Section 5. How can GPs be confident about IHR, SAIL and AUDIT +?

All these programmes have been developed in conjunction with robust governance arrangements and any extensions of use of patient data has been carefully explored following best practice guidance.

Additionally, each of these programmes has engaged the national informatics governance board and GPC Wales (as well as other representatives of the profession) in their development. Patient safety has been placed at centre of all programmes.

Many have been concerned about ensuring their responsibilities as Caldicott Guardians has been discharged appropriately.

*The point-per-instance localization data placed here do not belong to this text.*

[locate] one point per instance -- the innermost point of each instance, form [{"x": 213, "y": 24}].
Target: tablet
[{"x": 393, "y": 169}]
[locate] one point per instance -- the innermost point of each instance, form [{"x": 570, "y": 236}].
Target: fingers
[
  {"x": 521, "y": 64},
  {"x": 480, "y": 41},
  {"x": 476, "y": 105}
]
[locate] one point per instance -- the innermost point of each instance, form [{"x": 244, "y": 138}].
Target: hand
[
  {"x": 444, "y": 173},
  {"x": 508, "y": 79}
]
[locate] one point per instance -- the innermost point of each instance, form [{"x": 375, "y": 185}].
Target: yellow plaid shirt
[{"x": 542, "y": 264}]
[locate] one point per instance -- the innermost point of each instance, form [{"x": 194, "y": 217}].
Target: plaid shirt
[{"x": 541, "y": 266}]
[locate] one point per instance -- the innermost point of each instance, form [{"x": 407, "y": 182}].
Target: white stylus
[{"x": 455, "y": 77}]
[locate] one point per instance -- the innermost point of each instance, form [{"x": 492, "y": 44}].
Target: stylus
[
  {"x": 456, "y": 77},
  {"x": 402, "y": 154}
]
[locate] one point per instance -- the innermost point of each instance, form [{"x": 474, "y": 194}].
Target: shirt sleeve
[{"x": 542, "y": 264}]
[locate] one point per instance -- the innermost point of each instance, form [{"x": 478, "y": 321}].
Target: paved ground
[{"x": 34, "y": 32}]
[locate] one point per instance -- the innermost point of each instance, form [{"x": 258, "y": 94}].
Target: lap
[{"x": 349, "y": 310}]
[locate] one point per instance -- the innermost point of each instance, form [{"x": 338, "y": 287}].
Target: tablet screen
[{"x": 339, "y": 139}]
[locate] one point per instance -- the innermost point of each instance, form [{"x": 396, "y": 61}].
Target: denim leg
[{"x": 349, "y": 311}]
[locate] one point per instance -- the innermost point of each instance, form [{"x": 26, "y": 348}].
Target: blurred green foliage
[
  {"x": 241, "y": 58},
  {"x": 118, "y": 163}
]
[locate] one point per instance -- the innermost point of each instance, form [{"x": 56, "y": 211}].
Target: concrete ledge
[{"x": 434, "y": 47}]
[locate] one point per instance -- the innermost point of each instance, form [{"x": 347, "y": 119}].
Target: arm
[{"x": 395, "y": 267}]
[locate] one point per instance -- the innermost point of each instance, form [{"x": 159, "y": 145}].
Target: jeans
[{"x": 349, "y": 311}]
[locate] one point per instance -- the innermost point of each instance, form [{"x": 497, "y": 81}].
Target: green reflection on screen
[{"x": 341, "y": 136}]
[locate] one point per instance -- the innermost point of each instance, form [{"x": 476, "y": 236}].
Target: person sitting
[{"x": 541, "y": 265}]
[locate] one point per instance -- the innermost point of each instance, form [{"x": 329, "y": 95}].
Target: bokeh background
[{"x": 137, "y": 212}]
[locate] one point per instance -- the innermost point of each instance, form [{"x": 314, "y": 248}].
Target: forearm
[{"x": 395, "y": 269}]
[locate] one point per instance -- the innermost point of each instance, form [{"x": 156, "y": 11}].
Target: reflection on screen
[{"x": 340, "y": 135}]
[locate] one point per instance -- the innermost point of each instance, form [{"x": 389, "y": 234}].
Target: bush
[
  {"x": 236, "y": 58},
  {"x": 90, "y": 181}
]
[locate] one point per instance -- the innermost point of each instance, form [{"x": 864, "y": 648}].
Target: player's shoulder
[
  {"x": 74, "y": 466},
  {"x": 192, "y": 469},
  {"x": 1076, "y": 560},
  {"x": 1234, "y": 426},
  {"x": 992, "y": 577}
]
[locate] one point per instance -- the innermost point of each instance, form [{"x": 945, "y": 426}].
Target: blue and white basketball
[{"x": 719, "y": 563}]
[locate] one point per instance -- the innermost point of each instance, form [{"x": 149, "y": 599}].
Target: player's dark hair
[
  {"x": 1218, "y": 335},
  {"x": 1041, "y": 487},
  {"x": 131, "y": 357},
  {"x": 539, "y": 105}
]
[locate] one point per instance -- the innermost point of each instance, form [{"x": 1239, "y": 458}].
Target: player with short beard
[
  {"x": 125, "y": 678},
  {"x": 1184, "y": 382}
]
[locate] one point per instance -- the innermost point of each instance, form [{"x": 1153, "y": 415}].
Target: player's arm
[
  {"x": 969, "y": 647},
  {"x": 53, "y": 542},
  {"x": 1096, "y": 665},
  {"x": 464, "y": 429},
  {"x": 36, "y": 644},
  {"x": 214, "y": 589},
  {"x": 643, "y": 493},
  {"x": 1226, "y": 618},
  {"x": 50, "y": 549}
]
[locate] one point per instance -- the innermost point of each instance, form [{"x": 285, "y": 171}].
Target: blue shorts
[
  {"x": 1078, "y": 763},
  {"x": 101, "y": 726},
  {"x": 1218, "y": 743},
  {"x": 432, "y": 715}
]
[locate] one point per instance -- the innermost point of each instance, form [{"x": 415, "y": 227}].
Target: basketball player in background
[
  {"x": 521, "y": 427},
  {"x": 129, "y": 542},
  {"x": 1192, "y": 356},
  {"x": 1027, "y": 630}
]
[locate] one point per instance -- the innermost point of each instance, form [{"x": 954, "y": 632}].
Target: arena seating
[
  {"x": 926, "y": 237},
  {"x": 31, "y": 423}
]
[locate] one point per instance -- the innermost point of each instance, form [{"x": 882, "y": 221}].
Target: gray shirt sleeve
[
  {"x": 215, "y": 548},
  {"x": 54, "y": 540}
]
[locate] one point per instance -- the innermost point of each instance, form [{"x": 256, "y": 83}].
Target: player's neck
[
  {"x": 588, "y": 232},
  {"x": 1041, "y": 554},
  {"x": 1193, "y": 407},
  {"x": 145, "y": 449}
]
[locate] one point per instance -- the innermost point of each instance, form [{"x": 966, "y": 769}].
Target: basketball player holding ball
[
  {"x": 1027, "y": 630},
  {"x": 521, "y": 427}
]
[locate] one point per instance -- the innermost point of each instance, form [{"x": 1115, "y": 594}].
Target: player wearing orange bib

Whilst we are delighted that GPs are aware of the importance of their responsibilities, given the robust arrangements in place and consultation processes used (including advice from information commissioner) then practices can be confident that their engagement in these programmes is not putting patient information at risk.

Section 6. Other Welsh programmes.

GP2GP – electronic transfer of records will commence in the Spring

My Health On Line – should be available to all practices after migration as some legacy systems do not have functionality to link to My Health On Line.

Individual practices can choose which aspects it wishes to offer patients.

Work on phase 2 is about to be developed which will allow practices to consider enabling patients to have access to investigation results and parts of their record.

PRISMATIC trial – this trial is ongoing in ABMU and further roll out of the PRISM programme remains on hold whilst the evaluation is undertaken

National Intelligent Audit Solution – a platform that is in development and will enable the careful scrutiny of all users accessing any patient information they may be able to allowed to, to ensure it is appropriate and necessary for direct patient care.